Recommendations and research negative on hydroxychloroquine, early testing after exposure

New ACP practice points say not to use chloroquine or hydroxychloroquine alone or in combination with azithromycin for COVID-19 except in trials, and a new study finds that testing for the novel coronavirus is most accurate one to three days after symptom onset.

ACP issued a set of practice points addressing whether clinicians should use chloroquine or hydroxychloroquine alone or in combination with azithromycin for prophylaxis or treatment of COVID-19. The conclusion, based on a systematic evidence review, was that they should not, due to known harms and no available evidence of benefit. However, the guidance said that in the context of a clinical trial, clinicians may use the drugs to treat hospitalized COVID-19-positive patients, using shared and informed decision making with patients (and their families). The points were approved by the ACP Board of Regents on May 4 and published by Annals of Internal Medicine on May 13. They will be updated as new evidence becomes available. A new edition of Annals Consult Guys also focuses on hydroxychloroquine.

Several studies published in the past week failed to find benefit from hydroxychloroquine in COVID-19. A retrospective analysis of 1,438 patients hospitalized in New York, published by JAMA on May 11, found no significant differences in inpatient mortality among patients receiving hydroxychloroquine, azithromycin, both drugs together, or neither drug. Cardiac arrest was significantly more likely in patients receiving both drugs together than those receiving neither. A trial of hydroxychloroquine in hospitalized Chinese patients with persistent but mostly mild to moderate cases of COVID-19 did not find any significant difference in the rate of negative conversion between 75 patients randomized to the drug and 75 who didn't receive it, according to results published by The BMJ on May 14. Similarly, no differences in outcomes were found in a retrospective study of French patients with COVID-19 who required oxygen but not intensive care, also published by The BMJ on May 14. Rates of ICU transfer and survival were similar in the 84 patients who received hydroxychloroquine within 48 hours of admission and the 89 patients who did not receive it.

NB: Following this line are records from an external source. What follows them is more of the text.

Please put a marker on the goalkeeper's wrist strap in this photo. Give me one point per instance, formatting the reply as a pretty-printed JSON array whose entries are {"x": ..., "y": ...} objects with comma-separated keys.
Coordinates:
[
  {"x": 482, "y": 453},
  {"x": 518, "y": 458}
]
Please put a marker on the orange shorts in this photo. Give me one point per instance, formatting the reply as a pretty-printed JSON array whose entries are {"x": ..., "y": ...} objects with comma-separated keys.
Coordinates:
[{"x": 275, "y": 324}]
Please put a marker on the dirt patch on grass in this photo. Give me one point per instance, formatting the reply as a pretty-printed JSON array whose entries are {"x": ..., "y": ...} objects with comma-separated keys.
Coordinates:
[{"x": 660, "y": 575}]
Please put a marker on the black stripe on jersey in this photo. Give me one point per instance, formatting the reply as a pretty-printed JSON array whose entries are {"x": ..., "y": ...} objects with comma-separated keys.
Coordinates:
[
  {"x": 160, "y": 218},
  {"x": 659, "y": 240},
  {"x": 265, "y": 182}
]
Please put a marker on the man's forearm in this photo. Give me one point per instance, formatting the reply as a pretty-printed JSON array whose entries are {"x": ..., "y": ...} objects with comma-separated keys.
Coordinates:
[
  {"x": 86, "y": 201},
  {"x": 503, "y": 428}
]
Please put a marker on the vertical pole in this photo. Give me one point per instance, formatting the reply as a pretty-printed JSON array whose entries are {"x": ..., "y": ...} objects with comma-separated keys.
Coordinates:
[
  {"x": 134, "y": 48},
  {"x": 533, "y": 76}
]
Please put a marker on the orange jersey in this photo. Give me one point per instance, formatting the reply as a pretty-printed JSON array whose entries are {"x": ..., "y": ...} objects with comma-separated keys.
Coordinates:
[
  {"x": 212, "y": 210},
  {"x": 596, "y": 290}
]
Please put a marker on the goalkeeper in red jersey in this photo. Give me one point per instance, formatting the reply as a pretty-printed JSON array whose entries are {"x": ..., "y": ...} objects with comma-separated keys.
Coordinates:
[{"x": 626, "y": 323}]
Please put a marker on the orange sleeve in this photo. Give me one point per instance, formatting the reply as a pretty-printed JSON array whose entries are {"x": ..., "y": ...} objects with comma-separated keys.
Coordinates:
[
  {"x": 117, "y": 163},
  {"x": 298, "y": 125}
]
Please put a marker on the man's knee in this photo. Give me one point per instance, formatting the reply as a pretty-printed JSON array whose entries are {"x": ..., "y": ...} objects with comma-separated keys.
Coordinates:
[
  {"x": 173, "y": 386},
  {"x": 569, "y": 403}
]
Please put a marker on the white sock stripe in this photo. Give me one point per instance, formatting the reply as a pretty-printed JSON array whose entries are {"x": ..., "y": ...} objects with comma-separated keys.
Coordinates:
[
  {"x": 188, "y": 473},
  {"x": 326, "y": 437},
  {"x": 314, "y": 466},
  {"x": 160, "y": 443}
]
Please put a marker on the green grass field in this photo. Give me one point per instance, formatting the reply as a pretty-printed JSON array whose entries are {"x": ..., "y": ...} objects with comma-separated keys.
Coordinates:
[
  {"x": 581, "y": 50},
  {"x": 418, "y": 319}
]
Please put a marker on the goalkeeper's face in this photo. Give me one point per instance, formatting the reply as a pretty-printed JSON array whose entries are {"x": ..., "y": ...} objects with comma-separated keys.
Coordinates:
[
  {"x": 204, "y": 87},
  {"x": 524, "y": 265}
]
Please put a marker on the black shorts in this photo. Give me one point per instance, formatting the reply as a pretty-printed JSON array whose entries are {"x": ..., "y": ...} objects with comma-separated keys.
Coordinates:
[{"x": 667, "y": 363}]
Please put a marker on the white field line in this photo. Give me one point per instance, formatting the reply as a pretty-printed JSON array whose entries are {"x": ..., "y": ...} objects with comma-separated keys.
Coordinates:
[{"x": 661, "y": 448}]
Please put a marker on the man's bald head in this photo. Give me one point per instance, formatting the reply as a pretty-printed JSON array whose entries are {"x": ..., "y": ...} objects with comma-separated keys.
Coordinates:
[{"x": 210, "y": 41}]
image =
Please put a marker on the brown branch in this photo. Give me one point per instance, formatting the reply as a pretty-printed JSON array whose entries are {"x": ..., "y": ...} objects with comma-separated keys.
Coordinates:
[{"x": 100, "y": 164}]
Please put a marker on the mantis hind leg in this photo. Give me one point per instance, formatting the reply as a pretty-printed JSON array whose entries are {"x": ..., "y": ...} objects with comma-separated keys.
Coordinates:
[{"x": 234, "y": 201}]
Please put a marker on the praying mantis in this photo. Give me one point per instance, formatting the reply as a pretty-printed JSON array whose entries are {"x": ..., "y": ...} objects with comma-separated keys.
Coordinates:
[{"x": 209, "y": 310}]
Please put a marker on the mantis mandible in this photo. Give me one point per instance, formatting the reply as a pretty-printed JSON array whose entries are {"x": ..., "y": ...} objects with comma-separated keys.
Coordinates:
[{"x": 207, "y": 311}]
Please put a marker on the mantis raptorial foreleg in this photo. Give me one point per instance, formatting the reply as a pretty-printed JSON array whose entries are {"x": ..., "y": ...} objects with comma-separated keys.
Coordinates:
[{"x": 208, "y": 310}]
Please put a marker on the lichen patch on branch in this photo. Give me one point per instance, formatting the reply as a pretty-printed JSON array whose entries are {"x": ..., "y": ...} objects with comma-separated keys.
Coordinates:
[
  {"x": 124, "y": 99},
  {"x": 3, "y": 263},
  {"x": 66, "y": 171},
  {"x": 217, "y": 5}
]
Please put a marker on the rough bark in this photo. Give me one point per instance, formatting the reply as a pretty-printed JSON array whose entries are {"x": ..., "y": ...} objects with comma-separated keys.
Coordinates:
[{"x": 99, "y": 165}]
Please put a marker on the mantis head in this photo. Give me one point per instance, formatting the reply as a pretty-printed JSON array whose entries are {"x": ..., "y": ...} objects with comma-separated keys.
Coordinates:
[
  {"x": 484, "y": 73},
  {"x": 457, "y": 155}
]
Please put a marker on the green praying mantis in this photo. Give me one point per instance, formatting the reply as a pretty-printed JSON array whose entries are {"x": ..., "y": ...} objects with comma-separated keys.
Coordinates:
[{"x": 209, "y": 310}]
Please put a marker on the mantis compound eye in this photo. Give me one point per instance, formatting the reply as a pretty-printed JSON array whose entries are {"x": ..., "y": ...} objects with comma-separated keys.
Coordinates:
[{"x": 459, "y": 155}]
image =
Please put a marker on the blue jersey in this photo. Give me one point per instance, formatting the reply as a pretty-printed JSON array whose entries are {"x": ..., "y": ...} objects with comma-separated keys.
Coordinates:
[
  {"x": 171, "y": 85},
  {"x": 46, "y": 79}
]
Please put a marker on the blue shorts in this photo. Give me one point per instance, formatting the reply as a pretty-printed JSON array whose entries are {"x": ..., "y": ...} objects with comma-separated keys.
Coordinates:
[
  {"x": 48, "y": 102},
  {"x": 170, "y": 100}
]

Highlighting another challenge in combating COVID-19, testing for SARS-CoV-2 soon after exposure results in a high false-negative rate, according to an analysis published by Annals of Internal Medicine on May 13. It included seven studies with 1,330 patients (some hospitalized, some not) that provided data on reverse transcriptase polymerase chain reaction (RT-PCR) test performance by time since symptom onset or exposure. The study found that with a typical time of symptom onset on day 5, the probability of a false-negative result in an infected person decreases from 100% on day 1 to 67% on day 4, 38% on day 5, and 20% on day 8. It then increases from 21% on day 9 to 66% on day 21. Given that the false-negative rate was lowest on day 8, the results suggest clinicians “should consider waiting 1 to 3 days after symptom onset to minimize the probability of a false-negative result,” the study authors said.

They noted that “if testing is done immediately after exposure, the pretest probability is equal to the negative posttest probability, meaning that the test provides no additional information about the likelihood of infection” and that “if clinical suspicion is high, infection should not be ruled out on the basis of RT-PCR alone, and the clinical and epidemiologic situation should be carefully considered.” The latest edition of Annals On Call also addressed testing for COVID-19, as did a recent Q&A in ACP Hospitalist Weekly.

Finally, another recent study, published by Clinical Infectious Diseases on May 15, looked at COVID-19 infections and outcomes among health care workers in China. Out of a total of 2,457 health care worker cases, 52.06% were nurses, 33.62% were doctors, and 14.33% were other staff. The case infection rate was 2.22% among nurses and 1.92% among doctors. Although the case infection rate of health care workers was significantly higher than that of non-health care workers (2.10% vs. 0.43%), their case fatality rate was significantly lower (0.69% vs. 5.30%). The results should spur protective measures for health care workers beyond an adequate supply of personal protective equipment, the authors said. “Other measures should be considered, including nutritious food supply, adequate rest time, and societal, familial, and psychological support.”